The Tokyo Institute of Technology has announced plans for a new AI supercomputer called Tsubame3.0. The new system will use NVIDIA’s Tesla P100 GPUs to double performance over its predecessor, Tsubame2.5.

Tsubame3.0

Image Source: NVIDIA

The Tokyo Institute of Technology has announced plans for a new AI supercomputer called Tsubame3.0. The new system will use NVIDIA’s Tesla P100 GPUs to double performance over its predecessor, Tsubame2.5.

The new NVIDIA Pascal-based GPUs are three times as efficient as their predecessors and can deliver up to 12.2 petaflops of double precision performance.
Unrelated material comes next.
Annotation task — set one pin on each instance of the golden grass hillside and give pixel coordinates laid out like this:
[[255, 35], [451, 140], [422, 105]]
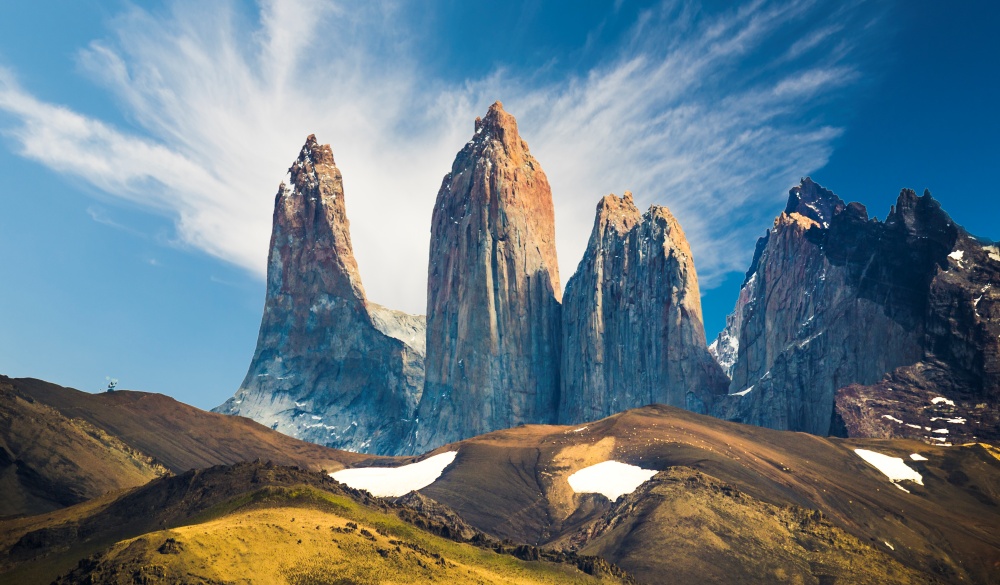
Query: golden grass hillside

This would place the Tsubame3.0 in the top 10 of the world’s fastest supercomputers, with up to 47 petaflops of what NVIDIA calls AI computation.

This really refers to half precision computation, or a 16-bit floating point format, which is one of the precision sweet spots for AI computation.

Tsubame3.0 could also work in conjunction with Tsubame2.5, where the two supercomputers would deliver up to 64.3 petaflops and become Japan’s top performing AI supercomputer.

The supercomputer will be used primarily for education and technology research at the Tokyo Institute of Technology, but it will also be open to researchers from other universities or the private sector.

The high-performance computing (HPC) segment has traditionally dabbled in things like climate modeling and scientific simulations, but the growing prevalence of AI-optimized chips has blurred the line between the HPC and machine learning markets.

The growing efficiency and performance of the latter chips has made it more attractive for supercomputers to adopt them, and we may see wider uptake of machine learning chips in next-generation supercomputers, especially as many simulations involve things like image recognition that could benefit from machine learning techniques.